1) Experiencing liturgy/church year as hospitality- this framework has connected us to Church beyond ourselves, oriented us to a steady backbeat bigger than our emotions or timeframes, and created space for folks at every stage of their journey of faith in Christ. 2) Partnering with other institutions in the neighborhood and experiencing others not as rivals, but as neighbors, people of peace, and potential collaborators for the good of our neighbors.
What hasn’t worked so well? What have you had to rethink/reimagine/rework?

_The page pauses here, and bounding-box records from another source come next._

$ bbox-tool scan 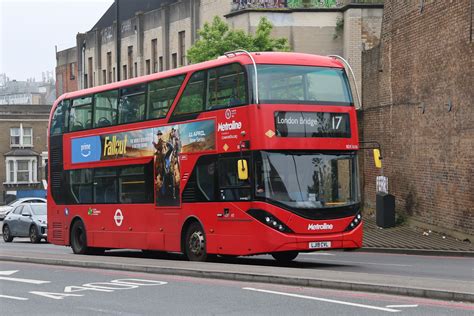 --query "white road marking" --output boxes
[385,304,418,308]
[304,259,412,267]
[0,270,51,284]
[0,294,28,301]
[242,287,400,313]
[302,252,334,256]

I think we drastically underestimated our ability to develop stable leadership in such a highly transient area. We invest and equip quite a bit, but often don’t get to experience the fruit of this work. I would have imagined much more stability and continuity in our leadership. This has caused us (in an ongoing way) to reconsider how we structure and what we expect.
What is one failure you experienced and what did you learn from it?
To a large extent, these past (almost) five years, have been haunted by a sort of “Spiritual FOMO.” I fight the feeling that I’m/we’re missing out on something the Spirit is doing or someone the Spirit is giving us as a gift. That I don’t have eyes or an imagination for receiving, developing, and deploying these gifts. There have been many failures which validate this fear. Folks who’ve showed up on our doorstep in need who I’ve simply not had an adequate imagination for what the Spirit wanted for them and for us. Folks who’ve showed up on Sundays looking for an invitation either socially or vocationally, and my timidity (mostly shrouded as “humility”) has prevented me from calling them into something deeper. Or relational limits, which have caused us to miss out on digging into deeper healing and participation in God’s renewing work. These failures, also help me to want more and be more open in the future. They’re constant “teaching moments” to be more and more open and attentive and grateful and skilled at receiving.
What is something you’ve been hearing from or learning from God in this last season of leading?
Continue to make space and hold tension. Perhaps there’s even a tension in those two things. Making space requires so much patience and courage. Holding tension similarly asks for endurance and imagination. In this time of dissonance & fragmentation, we’re tempted to rush and resolve. But instead we’d be wise to trust that the Jesus holds all things together (Col 1:17) and that there is more than enough.
What do you dream/hope/pray Oak Church looks like in five years?
I pray that our churches continue to know and love not just their neighbors (in some hypothetical sense) know and love their neighborhoods- the real, complicated people and places with conflicting motivations, but common hopes and desires. That this work would plunge us headlong into trusting in God and into the patient work of seeing and receiving gifts from the Lord who provides.